Ballots for the 2019 primary elections were due by August 13, and as of the most recent vote totals on Wednesday morning, Salt Lake City Councilwoman Erin Mendenhall is in the lead with the highest vote share, and former state Senator Jim Dabakis and current state Senator Luz Escamilla are neck and neck for the second spot on the general election ballot. But the voter turnout levels were only slightly higher than Salt Lake City’s average. As of Wednesday morning, only 22.48% of Salt Lake City voters had voted in the mayoral primary, far lower than the 40-50% Salt Lake County Clerk Sherie Swenson expected.

When Mayor Biskupski was first elected in the fall of 2015, incumbent mayor Ralph Becker lost his reelection campaign, receiving 1,194 fewer votes than Biskupski. In 2015, Salt Lake City voters turned out at a rate of 54.6%, the highest rate in the city’s history for an off-year election. The recent low turnout rates are disheartening and leave much room for improvement.

The mayoral election is not only interesting, it will be incredibly impactful for daily life in Salt Lake. Intense controversy and debate has consumed the Legislature’s efforts regarding the Inland Port, which Biskupski is currently suing over. Affordable housing has become an increasingly important topic for many residents in Salt Lake as the city has been growing over time. Homelessness remains a top concern for many people, and poor air quality continues to diminish the quality of life for many residents. The next mayor of Salt Lake City will have to lead the charge on these issues, which makes it even more necessary for residents to become engaged in local politics.

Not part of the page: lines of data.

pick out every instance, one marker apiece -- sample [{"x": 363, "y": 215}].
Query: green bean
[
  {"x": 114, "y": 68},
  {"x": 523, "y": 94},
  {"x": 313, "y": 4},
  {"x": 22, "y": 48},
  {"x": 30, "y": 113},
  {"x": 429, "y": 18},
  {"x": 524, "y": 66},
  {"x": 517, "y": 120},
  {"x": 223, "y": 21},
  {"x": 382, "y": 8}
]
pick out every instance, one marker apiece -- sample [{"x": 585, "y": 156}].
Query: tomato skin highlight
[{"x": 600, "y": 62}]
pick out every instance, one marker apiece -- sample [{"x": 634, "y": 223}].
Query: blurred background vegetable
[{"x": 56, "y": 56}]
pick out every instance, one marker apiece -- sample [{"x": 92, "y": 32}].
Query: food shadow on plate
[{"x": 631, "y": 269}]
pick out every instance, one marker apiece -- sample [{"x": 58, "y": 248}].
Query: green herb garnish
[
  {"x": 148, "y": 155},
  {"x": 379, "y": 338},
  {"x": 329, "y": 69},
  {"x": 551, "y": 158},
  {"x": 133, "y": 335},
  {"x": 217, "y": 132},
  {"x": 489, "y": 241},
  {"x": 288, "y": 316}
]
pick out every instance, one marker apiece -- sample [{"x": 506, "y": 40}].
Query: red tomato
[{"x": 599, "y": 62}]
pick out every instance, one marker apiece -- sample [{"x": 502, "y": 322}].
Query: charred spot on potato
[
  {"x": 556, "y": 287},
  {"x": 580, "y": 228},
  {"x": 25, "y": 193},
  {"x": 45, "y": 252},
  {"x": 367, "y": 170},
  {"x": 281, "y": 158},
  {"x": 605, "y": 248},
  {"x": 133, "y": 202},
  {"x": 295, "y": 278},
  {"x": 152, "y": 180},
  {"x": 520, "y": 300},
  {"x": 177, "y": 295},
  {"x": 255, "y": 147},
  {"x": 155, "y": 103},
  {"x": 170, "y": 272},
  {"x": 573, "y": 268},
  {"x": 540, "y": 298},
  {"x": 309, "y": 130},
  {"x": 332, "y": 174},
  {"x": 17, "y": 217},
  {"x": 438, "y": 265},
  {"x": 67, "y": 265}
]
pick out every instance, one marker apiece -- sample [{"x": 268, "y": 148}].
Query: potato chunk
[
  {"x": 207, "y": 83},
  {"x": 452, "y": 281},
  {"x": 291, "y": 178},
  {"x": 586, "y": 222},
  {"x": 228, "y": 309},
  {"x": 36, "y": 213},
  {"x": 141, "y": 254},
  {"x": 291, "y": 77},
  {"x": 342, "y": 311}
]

Salt Lake City residents who are eligible to vote should become educated about the different candidates in the upcoming mayoral election, and vote for the candidate they think will be best for the city. The last day to register to vote by mail and in-person/online before the November 5 election is Oct. 7 and Oct. 29 respectively. On the week of Oct. 14, the Salt Lake City Clerk’s office will send absentee ballots to all registered voters in Salt Lake City. The last day to mail-in a ballot will be Oct. 29 and early voting will take place from October 30 to November 4, 2019. Other important dates for the Salt Lake elections can be found on the county clerk’s website, along with additional information about early voting locations, election day vote centers, and ballot drop box locations.

Because of low voter involvement in local politics, and the already small number of residents in a typical city or county, one person’s involvement can have a large impact on their community. For people who want to make a difference in Salt Lake, local politics is a great place to start. Voting is the most obvious way to become involved, but there are many other ways to get involved for those who want a greater voice in their community. Salt Lake City residents can volunteer or donate to the campaign of their choice, or even run for local office themselves. Even after the campaign season has ended, they can be involved in local community organizing and citizen lobbying. Polarization and national frustration aside, Utahns should become involved in local politics – in whatever way they can — to do their part in improving and strengthening this thriving and diverse community in the heart of Utah.